120 Gb SSD und 1TB HDD

Falls Ihr noch was wissen müsst, schreibe ich es noch rein.

Vielen Dank im vorraus


----------



## Talhuber (15. April 2017)

Hi, also ich vermute mal, Deiner Beschreibung nach, dass wenn Du das Windoof neu installiert hast, dass der Grafikkartentreiber dann noch nicht installiert ist und sobald das gemacht wurde die Probleme mit der GK kommen - 
das heisst, dass es vermutlich ein VRam-defekt sein könnte, also mal mit einer anderen GK probieren, Gruß Tal...


----------



## GhostPhantom (15. April 2017)

Hey Talhuber, danke erstmal für deine Antwort. Also die Streifen durchs Bild beim Herunterfahren kommen erst wenn ich den Grafiktreiber installiert habe.
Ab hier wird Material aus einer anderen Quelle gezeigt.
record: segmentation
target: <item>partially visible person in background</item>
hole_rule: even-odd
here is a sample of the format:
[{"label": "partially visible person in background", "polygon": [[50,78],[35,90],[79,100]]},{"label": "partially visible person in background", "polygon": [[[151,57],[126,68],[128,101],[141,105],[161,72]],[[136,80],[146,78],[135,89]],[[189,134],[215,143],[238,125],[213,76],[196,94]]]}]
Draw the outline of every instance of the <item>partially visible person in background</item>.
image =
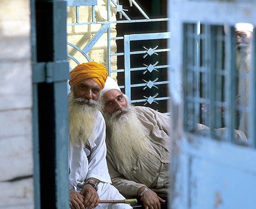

Aber was ich nicht verstehe ist, wenn ich das Windows 10 ohne dieses Update Installiere, dann habe ich diese Probleme ja nicht. 
Wie könnte man das denn erklären?


----------



## GhostPhantom (15. April 2017)

Vielleicht hilft das ja noch weiter. In vielen Spielen ploppen die Texturen auch ziemlich doll auf. Bei Battlefield 1 ist es ganz schlimm und bei H1Z1 auch aber bei Rocket League nicht.


----------



## nikon87 (15. April 2017)

Vielleicht liegt das am GameMode? Hast du aktuell jetzt das Creators Update installiert oder nicht? Falls ja mach folgendes: Einstellungen öffnen > Spielen > Spielmodus > Den Regler auf "Aus" stellen. Auch das GameDVR und die Spieleleiste würde ich zum Test mal deaktivieren.


----------



## GhostPhantom (15. April 2017)

Hey nikon87, ne ich habe Windows 10 ohne diesen Update drauf aber als ich es noch drauf hatte, habe ich es ohne den GameMode probiert und es kamen keine besserungen. Ich komme gerade von einen Freund und der hat das Update auch seit heute installiert und hat genau die selben Probleme.


----------



## Angelus2k (17. April 2017)

Ich hab auch irgendwie Probleme. Beim booten kommt manchmal ein 2-3cm dicker bunter Streifen. Windows scheint weiter zu booten, bekommt aber dann kein Bild mehr und der Monitor geht in Standby. Habe gestern mal die Wiederherstellung von Windows 10 genutzt und komplett zurückgesetzt. Bin mal gespannt, ob das jetzt weg ist. Scheint für mich ein Treiberfehler zu sein?!? In der Zeit nachdem ich das Update gemacht habe, ist auch meine Spiele SSD 480gb von SanDisk gestorben, ob da was mit zusammenhängt weiß ich nicht. Mir ist nach dem Update auch aufgefallen, dass das System generell was langsamer war. Jetzt nach dem zurücksetzen, läuft alles wieder besser.


LG


----------



## Bongripper666 (17. April 2017)

Bei mir bleibt der Bildschirm nach dem Login schwarz. Von diesem Problem gibt es schon hunderte Berichte im Netz. Allerdings haben scheinbar fast alle das Update manuell installiert. Ich versuche es nochmal, wenn ich es offiziell erhalte. Vielleicht geht es dann.


----------



## IICARUS (17. April 2017)

GhostPhantom schrieb:


> kurz bevor der Pc herunterfährt, habe ich farbige Streifen durchs Bild. Danach neue Windows Installation ohne das Update gemacht und dann komischerweise keine Probleme.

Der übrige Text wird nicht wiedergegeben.